I was pleased to slough off the old life. I was tired of being beholden to Papa, plagued by doubts about my future life. My life was settled, once and for all.

Oh, was it settled.

5

Dr Makovitsky

They laugh at me. They giggle and sneer behind my back. Even the servants have caught on to their little game. Just the other day I heard the maids saying, ‘The doctor is such a little runt – and a dunce.’ They get this kind of talk from Sofya Andreyevna, I suspect. She dislikes me. But what can one expect from a woman like her, who wastes her days snuffling around behind Leo Nikolayevich’s back like a dog, trying to unearth some new bone of discord. She suspects that Chertkov has convinced her husband to draft a new will that bequeaths his writing to the world after his death. He has always said he wants to do this, and it’s the obvious thing for him to do. But Sofya Andreyevna wants the royalties. How else could she support all the servants, the big house, the torrent of guests and outings and trips to Moscow, dresses from St Petersburg? Her avarice is as legendary as her inability to understand her husband’s principles. As Leo Nikolayevich often says to her, one should not expect to make a profit from books written for the sake of humanity. It offends him that anyone, let alone the poor, should have to pay to read what he has written.

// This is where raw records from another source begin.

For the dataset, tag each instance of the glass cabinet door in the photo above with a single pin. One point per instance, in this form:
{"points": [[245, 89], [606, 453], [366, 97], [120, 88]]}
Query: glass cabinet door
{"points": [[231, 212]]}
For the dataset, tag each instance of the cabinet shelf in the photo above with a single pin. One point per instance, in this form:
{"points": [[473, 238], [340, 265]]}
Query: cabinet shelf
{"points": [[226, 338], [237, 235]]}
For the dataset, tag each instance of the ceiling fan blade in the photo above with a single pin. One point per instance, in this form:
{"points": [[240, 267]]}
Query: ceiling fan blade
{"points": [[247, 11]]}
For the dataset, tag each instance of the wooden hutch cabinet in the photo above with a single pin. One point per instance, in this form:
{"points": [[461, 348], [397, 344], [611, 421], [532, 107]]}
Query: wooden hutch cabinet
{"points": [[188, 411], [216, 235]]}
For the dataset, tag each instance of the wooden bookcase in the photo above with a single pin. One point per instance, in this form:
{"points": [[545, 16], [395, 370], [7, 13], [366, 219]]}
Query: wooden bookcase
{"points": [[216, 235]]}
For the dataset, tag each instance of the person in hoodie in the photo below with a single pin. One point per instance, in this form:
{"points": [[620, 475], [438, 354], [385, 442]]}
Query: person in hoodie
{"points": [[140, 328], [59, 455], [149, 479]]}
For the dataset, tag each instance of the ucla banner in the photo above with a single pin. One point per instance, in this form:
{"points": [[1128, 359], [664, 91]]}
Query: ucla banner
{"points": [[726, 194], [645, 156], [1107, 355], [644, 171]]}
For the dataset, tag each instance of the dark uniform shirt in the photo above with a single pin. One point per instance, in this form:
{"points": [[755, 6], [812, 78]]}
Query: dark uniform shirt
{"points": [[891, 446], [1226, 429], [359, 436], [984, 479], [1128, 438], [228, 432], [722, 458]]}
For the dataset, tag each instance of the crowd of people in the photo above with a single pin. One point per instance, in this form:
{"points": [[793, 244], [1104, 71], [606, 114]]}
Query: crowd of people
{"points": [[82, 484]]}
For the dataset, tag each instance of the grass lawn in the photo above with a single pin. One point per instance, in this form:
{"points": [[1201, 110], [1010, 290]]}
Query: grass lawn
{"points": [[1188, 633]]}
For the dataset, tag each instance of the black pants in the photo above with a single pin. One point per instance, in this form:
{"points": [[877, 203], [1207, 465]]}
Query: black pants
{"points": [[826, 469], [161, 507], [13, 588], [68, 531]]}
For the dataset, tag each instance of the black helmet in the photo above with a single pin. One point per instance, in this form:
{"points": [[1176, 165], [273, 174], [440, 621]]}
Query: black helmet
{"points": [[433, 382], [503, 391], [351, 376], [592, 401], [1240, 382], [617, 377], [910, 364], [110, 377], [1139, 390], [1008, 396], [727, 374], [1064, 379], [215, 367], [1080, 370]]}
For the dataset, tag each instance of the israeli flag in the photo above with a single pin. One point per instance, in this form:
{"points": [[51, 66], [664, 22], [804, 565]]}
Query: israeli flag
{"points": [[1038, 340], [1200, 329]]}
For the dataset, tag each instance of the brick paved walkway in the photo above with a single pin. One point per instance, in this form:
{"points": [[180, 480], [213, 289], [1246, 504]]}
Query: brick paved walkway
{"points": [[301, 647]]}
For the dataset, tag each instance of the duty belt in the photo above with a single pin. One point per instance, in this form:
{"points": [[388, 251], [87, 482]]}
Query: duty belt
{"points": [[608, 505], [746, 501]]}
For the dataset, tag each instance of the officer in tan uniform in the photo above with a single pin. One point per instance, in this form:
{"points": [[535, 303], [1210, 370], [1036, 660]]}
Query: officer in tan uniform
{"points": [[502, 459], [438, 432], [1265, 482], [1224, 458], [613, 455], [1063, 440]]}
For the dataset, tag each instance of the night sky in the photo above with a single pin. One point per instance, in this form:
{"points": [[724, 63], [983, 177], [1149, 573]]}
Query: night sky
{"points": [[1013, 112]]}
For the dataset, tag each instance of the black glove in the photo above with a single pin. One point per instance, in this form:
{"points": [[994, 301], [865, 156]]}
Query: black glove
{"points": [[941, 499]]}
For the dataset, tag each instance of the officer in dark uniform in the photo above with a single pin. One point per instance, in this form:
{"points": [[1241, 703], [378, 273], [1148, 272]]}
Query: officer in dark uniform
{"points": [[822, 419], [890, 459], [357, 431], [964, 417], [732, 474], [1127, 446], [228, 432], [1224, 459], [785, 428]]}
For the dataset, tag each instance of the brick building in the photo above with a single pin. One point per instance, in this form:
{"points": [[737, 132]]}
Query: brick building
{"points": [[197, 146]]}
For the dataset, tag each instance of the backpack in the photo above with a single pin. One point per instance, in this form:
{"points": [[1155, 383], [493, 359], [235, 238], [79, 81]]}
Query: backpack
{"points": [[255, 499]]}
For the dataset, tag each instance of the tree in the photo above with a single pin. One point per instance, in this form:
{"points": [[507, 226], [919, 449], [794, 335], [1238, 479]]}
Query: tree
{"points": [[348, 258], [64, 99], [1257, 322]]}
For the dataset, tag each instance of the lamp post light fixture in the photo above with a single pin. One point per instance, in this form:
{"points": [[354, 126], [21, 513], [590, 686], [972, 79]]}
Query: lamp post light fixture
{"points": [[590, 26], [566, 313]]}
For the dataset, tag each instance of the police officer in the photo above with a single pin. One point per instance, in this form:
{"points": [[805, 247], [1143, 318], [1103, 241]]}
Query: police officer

But I feel sorry for Sofya Andreyevna. It’s not that she is a bad woman. She simply does not understand what her husband has accomplished. Her soul is not copious enough to absorb his dreams for the improvement of humanity. On the other hand, they don’t require immense effort to comprehend. The poor shall inherit the earth. The first shall be last, and the last shall be first. And so forth. Everything Leo Nikolayevich says has all been said before. In the realm of religion and ethics, one does not invent the truth; one discovers and proclaims it.

Leo Nikolayevich is the great proclaimer.

I am not, however, so foolish as to think that he is Christ. Christ is Christ. But Leo Nikolayevich is certainly one of his prophets. I am lucky to know him as well as I do. I am more than his personal physician. I am his friend.

I began reading Tolstoy as a medical student in Prague. Strolling amid that city’s amber stones or sitting in the cathedral while the organist practiced for Sunday morning services, I would meditate on his message. Later, in Hungary, I dedicated myself to his writings. Soon I wrote to him asking for advice, informing him that I had been sought out by local Tolstoyans to lead their group.